WA Lawyer Referred to Regulator Over AI-Generated Fake Citations
A Western Australian lawyer has been referred to the state’s Legal Practice Board after relying on artificial intelligence to draft documents that included references to non-existent cases in an immigration matter.
The incident is part of a growing trend, with more than
20 similar casesreported in Australian courts since 2023, where judges have cautioned against the uncritical use of AI in legal practice.
In a judgment delivered this week, Federal Court Justice Arran Gerrard ordered the anonymised lawyer to pay $8,371.30 in costs to the federal government and referred him to the Legal Practice Board of Western Australia for consideration. The submissions prepared for the immigration case contained four fictitious case citations, which were identified by the minister’s legal team.
Justice Gerrard remarked that the situation “demonstrates the inherent dangers associated with practitioners solely relying on the use of artificial intelligence in the preparation of court documents and the way in which that interacts with a practitioner’s duty to the court”.
According to an affidavit filed in the matter, the lawyer admitted to relying on Anthropic’s Claude AI “as a research tool to identify potentially relevant authorities and to improve my legal arguments and position”, before using Microsoft Copilot to check the work.
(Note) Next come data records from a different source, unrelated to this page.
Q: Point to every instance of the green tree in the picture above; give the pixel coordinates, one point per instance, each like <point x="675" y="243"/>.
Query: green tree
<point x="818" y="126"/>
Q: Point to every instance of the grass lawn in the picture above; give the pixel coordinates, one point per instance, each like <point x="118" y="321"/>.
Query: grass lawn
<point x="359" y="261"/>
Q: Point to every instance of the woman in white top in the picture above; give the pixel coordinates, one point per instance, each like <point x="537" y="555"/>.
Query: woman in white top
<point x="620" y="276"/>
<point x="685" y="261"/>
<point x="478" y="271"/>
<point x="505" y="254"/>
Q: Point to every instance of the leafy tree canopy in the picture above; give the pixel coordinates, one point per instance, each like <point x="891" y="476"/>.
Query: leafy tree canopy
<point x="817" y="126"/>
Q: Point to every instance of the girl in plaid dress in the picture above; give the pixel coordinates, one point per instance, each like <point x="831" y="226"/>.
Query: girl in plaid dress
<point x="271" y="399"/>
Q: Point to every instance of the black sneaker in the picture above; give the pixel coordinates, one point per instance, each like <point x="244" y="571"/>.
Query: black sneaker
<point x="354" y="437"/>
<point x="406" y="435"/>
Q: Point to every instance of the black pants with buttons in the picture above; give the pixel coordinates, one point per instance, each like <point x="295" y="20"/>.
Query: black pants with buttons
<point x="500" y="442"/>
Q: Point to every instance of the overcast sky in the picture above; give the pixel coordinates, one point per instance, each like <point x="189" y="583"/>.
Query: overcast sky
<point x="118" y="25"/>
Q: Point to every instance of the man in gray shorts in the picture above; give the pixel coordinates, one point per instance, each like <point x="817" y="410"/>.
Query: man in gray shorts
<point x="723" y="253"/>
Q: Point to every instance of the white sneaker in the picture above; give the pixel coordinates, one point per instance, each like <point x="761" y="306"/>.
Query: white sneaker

He acknowledged that he had “developed an overconfidence in relying on AI tools and failed to adequately verify the generated results”.
The practitioner further conceded: “I had an incorrect assumption that content generated by AI tools would be inherently reliable, which led me to neglect independently verifying all citations through established legal databases.” He apologised unreservedly to the court and the minister’s counsel.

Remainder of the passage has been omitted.